Inoltre, ha escluso ogni responsabilità degli ufficiali del Ros, Antonio Subranni, Mario Mori e Giuseppe De Donno – peraltro già assolti in appello sotto il profilo della mancanza di dolo – negando ogni ipotesi di concorso nel reato tentato di minaccia a corpo politico. Per quanto riguarda le intimidazioni nei confronti del Governo Berlusconi, di cui erano accusati Marcello Dell’Utri e Bagarella, la sentenza si è allineata a quanto deciso dalla Corte di assise di appello di Palermo, che ha riconosciuto l’estraneità del primo e che ha dichiarato la prescrizione del reato nei confronti di Bagarella. I giudici di legittimità hanno avallato la conclusione dei giudici di merito secondo i quali la minaccia mafiosa sarebbe stata rivolta all’Esecutivo, nella sua totalità e non al solo ministro della Giustizia, "da Brusca e Bagarella, con l’intermediazione di Mangano, ma dell’Utri si sarebbe limitato solo a reciceverla, senza sollecitarla, agevolarla, divulgarla in alcun modo a esponenti di governo o comunque, concorrere in alcun modo alla condotta di reato".
Trattativa Stato - Mafia, la Cassazione: "Insussistenti le accuse contro i Ros"
Insussistenti per la Cassazione anche le accuse contro i Ros: "La motivazione della sentenza impugnata evidenzia la strutturale inidoneità della condotta degli ufficiali del Ros a integrare, già sotto li profilo oggettivo, una forma penalmente rilevante di istigazione o di determinazione alla commissione del reato di minaccia ad un corpo politico commesso dai vertici di 'Cosa nostra'". Con queste motivazioni la Suprema corte, ha assolto definitivamente, il 27 aprile scorso il generale Mario Mori, il generale Antonio Subranni e l’ufficiale dei carabinieri Giuseppe De Donno. "Invero, la mera apertura di un’interlocuzione con i vertici di “Cosa nostra” - si legge nella sentenza - non può ritenersi essere stata idonea “ex se” a determinare i vertici dell’organizzazione criminale a minacciare il Governo in quanto questo assunto, argomentato nella sentenza impugnata come autoevidente, non è fondato su alcuno specifico dato probatorio, né argomentato sulla base di consolidate massime di esperienza».
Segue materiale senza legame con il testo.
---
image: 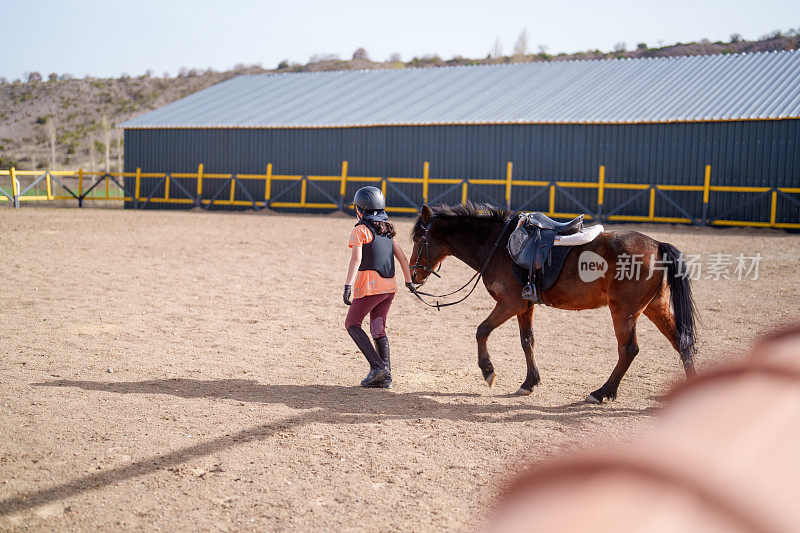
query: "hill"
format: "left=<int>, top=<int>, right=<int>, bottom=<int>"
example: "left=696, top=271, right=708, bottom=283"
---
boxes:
left=0, top=31, right=800, bottom=170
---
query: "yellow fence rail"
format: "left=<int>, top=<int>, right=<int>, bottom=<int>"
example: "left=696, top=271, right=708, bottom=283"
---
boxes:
left=0, top=161, right=800, bottom=229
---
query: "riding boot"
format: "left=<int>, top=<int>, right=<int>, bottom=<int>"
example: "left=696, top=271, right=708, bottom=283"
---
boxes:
left=375, top=335, right=392, bottom=374
left=347, top=326, right=392, bottom=389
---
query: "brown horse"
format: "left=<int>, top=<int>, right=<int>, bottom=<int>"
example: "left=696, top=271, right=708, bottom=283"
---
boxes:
left=411, top=203, right=696, bottom=403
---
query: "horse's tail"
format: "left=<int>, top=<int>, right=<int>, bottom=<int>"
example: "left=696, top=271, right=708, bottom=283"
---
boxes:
left=658, top=242, right=697, bottom=366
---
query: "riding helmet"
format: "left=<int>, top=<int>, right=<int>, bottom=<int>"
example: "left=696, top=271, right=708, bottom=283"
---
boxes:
left=353, top=187, right=386, bottom=211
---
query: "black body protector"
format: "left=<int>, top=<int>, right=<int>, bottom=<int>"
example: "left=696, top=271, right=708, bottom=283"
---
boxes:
left=356, top=219, right=394, bottom=278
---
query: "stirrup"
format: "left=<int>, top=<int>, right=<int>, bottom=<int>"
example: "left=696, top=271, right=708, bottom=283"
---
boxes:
left=522, top=283, right=533, bottom=300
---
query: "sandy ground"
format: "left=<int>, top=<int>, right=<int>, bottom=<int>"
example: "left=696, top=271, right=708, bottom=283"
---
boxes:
left=0, top=207, right=800, bottom=531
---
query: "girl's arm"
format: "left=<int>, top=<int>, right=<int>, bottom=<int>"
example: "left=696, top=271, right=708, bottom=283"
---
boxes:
left=344, top=244, right=364, bottom=285
left=393, top=242, right=411, bottom=283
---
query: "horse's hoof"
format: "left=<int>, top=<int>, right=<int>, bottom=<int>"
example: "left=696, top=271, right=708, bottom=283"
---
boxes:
left=586, top=394, right=603, bottom=403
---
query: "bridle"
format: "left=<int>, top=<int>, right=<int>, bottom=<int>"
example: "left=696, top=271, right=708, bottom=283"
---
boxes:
left=410, top=215, right=514, bottom=311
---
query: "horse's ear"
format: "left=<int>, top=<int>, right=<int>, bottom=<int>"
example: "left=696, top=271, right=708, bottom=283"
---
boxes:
left=419, top=204, right=431, bottom=225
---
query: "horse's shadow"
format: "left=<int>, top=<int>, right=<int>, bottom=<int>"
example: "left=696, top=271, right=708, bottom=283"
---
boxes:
left=34, top=378, right=653, bottom=423
left=0, top=379, right=652, bottom=516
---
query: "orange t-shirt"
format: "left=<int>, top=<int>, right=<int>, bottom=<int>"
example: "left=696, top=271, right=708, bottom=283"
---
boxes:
left=347, top=224, right=397, bottom=298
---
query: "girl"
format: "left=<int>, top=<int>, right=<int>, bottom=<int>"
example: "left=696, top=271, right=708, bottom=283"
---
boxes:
left=343, top=187, right=413, bottom=389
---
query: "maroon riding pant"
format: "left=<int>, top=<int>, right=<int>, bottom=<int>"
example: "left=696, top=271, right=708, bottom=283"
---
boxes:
left=344, top=292, right=394, bottom=339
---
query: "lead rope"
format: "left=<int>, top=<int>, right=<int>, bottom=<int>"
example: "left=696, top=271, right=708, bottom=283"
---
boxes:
left=411, top=216, right=514, bottom=311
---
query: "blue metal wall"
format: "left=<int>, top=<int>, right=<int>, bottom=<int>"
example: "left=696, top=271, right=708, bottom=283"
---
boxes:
left=125, top=120, right=800, bottom=222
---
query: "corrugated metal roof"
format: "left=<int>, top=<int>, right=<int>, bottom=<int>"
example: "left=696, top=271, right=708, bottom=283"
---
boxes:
left=122, top=50, right=800, bottom=128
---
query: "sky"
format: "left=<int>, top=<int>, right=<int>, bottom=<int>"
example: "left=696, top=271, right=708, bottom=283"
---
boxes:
left=0, top=0, right=800, bottom=80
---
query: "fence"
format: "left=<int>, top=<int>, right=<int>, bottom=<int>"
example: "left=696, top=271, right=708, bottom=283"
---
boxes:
left=0, top=161, right=800, bottom=229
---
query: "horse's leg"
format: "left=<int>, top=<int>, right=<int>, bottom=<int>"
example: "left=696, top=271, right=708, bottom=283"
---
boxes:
left=475, top=301, right=516, bottom=387
left=644, top=289, right=696, bottom=378
left=586, top=300, right=642, bottom=403
left=517, top=305, right=539, bottom=396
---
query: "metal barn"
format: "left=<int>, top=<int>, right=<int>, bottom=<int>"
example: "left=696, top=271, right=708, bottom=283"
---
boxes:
left=122, top=51, right=800, bottom=227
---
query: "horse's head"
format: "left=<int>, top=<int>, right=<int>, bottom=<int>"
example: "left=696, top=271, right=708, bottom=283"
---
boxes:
left=410, top=205, right=449, bottom=285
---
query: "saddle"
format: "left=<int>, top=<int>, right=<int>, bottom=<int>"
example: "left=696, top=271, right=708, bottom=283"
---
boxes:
left=508, top=212, right=603, bottom=303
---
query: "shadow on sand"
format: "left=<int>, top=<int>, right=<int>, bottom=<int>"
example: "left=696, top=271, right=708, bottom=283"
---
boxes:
left=0, top=379, right=653, bottom=516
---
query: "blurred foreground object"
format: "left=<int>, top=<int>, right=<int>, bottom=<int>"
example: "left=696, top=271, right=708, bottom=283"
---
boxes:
left=486, top=324, right=800, bottom=533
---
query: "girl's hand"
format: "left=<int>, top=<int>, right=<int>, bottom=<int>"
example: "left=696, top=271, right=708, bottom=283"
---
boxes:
left=342, top=285, right=353, bottom=305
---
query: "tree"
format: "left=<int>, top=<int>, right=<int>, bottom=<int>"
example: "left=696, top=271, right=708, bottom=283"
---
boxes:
left=100, top=115, right=111, bottom=173
left=43, top=117, right=56, bottom=170
left=489, top=37, right=503, bottom=59
left=117, top=128, right=123, bottom=172
left=514, top=30, right=528, bottom=57
left=353, top=48, right=369, bottom=61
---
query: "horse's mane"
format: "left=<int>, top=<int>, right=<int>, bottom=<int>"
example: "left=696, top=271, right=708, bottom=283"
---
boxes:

Per i giudici l’interlocuzione promossa da Mori e da De Donno con Ciancimino, secondo quanto accertato dalla Corte di merito, aveva infatti lo scopo "di comprendere le condizioni per la cessazione degli omicidi e delle stragi da parte di “Cosa nostra” e la ricerca dell’apertura di un dialogo, sia pure con una spietata organizzazione criminale – sottolineano i supremi giudici - non può assumere la valenza obiettiva, sulla base di un inammissibile automatismo probatorio, di una istigazione a minacciare lo Stato".
L’iniziativa degli alti ufficiali del Ros era, infatti, intesa "non già a indurre “Cosa nostra” a rivolgere minacce al Governo – affermano i giudici della Cassazione - bensì al perseguimento dell’obiettivo contrario di far cessare la stagione stragista, cercando di comprendere se le eventuali condizioni poste da quest’ultima potessero o meno essere considerate nella prospettiva di prevenzione di ulteriori attacchi criminali. Nella loro azione, infatti, Mori, Subranni e De Donno miravano al contempo alla «contestuale decapitazione dell'ala stragista o militarista» mediante la cattura dei suoi esponenti, come di seguito avvenuto il 15 gennaio 1993 con l’arresto di Salvatore Rina".
Ad avviso dei giudici dalla sentenza impugnata emerge "un’insanabile contraddizione logica tra l’elemento soggettivo che animava i tre ufficiali del Ros nell’interlocuzione con i vertici mafiosi e il riconoscimento di una obiettiva valenza agevolatrice della minaccia mafiosa della loro condotta". Una volta escluso, dunque, perché non provato oltre ogni ragionevole dubbio, che gli ufficiali del Ros abbiano riferito la minaccia mafiosa ad esponenti dell’autorità di governo, "risulta che i medesimi si sono limitati a ricevere la minaccia mafiosa, senza sollecitarla, né rafforzare l’altrui intento criminoso – concludono i supremi giudici che hanno assolto gli ex vertici dei Ros con la formula “per non aver commesso il fatto”- Ogni forma di concorso penalmente rilevante degli imputati Mori e De Donno nel reato commesso dagli imputati appartenenti a “Cosa nostra” è, all’evidenza, insussistente".